There are times when a snapshot doesn’t cut it, and asking the Backup Administrator or Cloud Provider to set up backups doesn’t make sense. Just a couple examples I’ve run into as a Cloud Provider:
- Upgrades with testing could take longer than a snapshot should exist for.
- Temporary workloads may need backups for “warm storage”
So where is the in-between? Wouldn’t it be great to hot clone a VM or VApp with some light scheduling and retention capabilities?
vCloudBackups is the Powershell module for doing this.
The vCloudBackups powershell module allows you to create local backups of VMs and vApps at any cloud provider running vCloud Director 1.5 or 5.1. By local, I mean the VMs and vApps will currently be cloned to the same storage the workloads are currently running on. If you don’t trust your SAN with this level of backup, you probably need to talk to you Backup Administrator or cloud provider for that off-site backup.
How does it work?
Very simply, the module is just doing hot-clones of VMs or vApps through the vCloud API. When backing up just VMs, they are stored inside a vApp simply called ‘Backups.’ Each VM backup is named with the vApp origination, VM name, and a date/time of the backup.

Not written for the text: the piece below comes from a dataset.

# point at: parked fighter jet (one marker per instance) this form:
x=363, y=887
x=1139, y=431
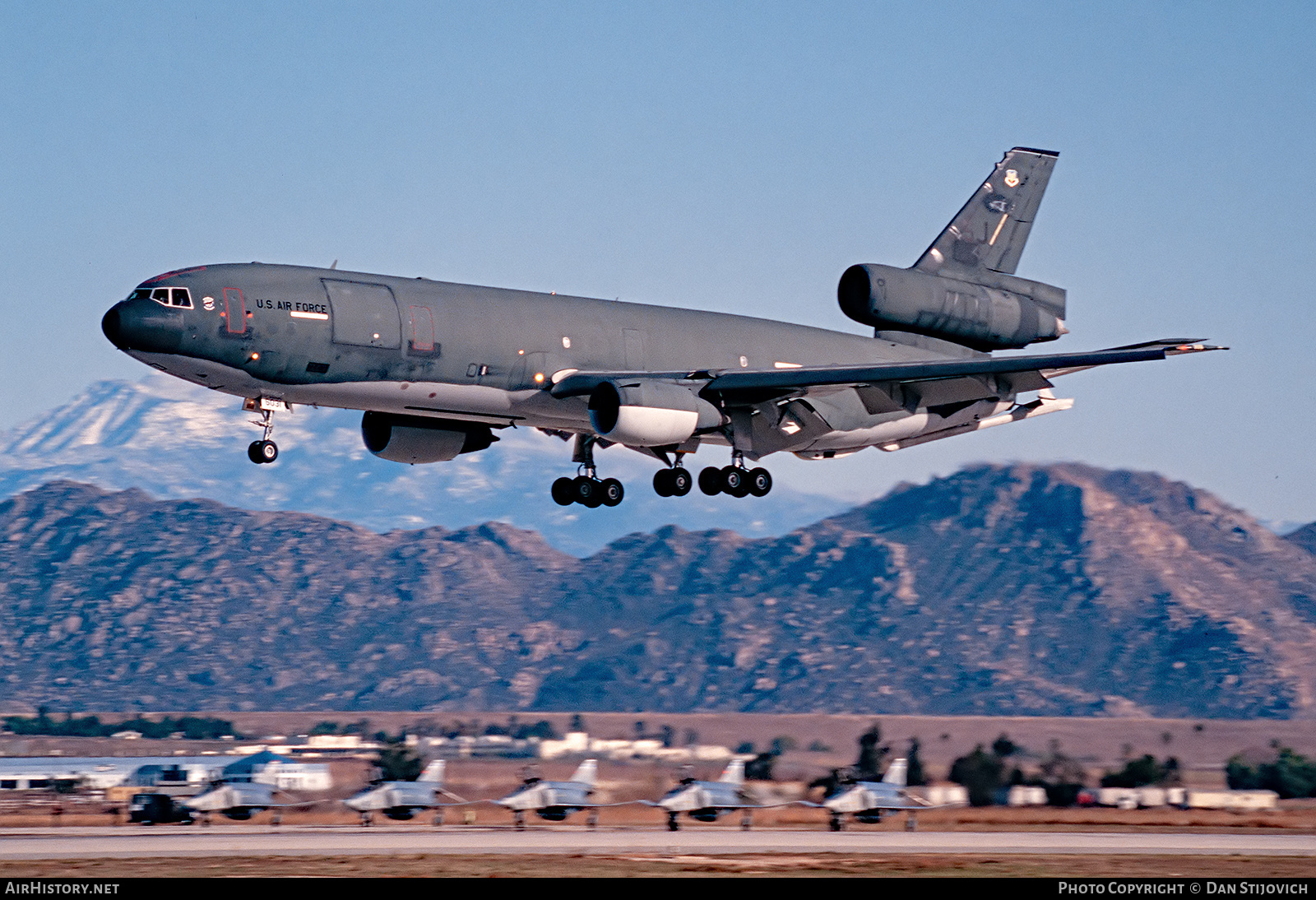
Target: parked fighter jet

VApp backups are simply just exact copies of the originals, except named titled as Backup with a date/time of the backup.
“Retention” is built into the module as a number to keep. The oldest will automatically be deleted.
Scheduling is accomplished through your Windows Task Scheduler and an included script called MyBackups.ps1. Credentials for your vCloud Director login are stored encrypted in a configuration file, meaning NO PLAIN TEXT PASSWORDS!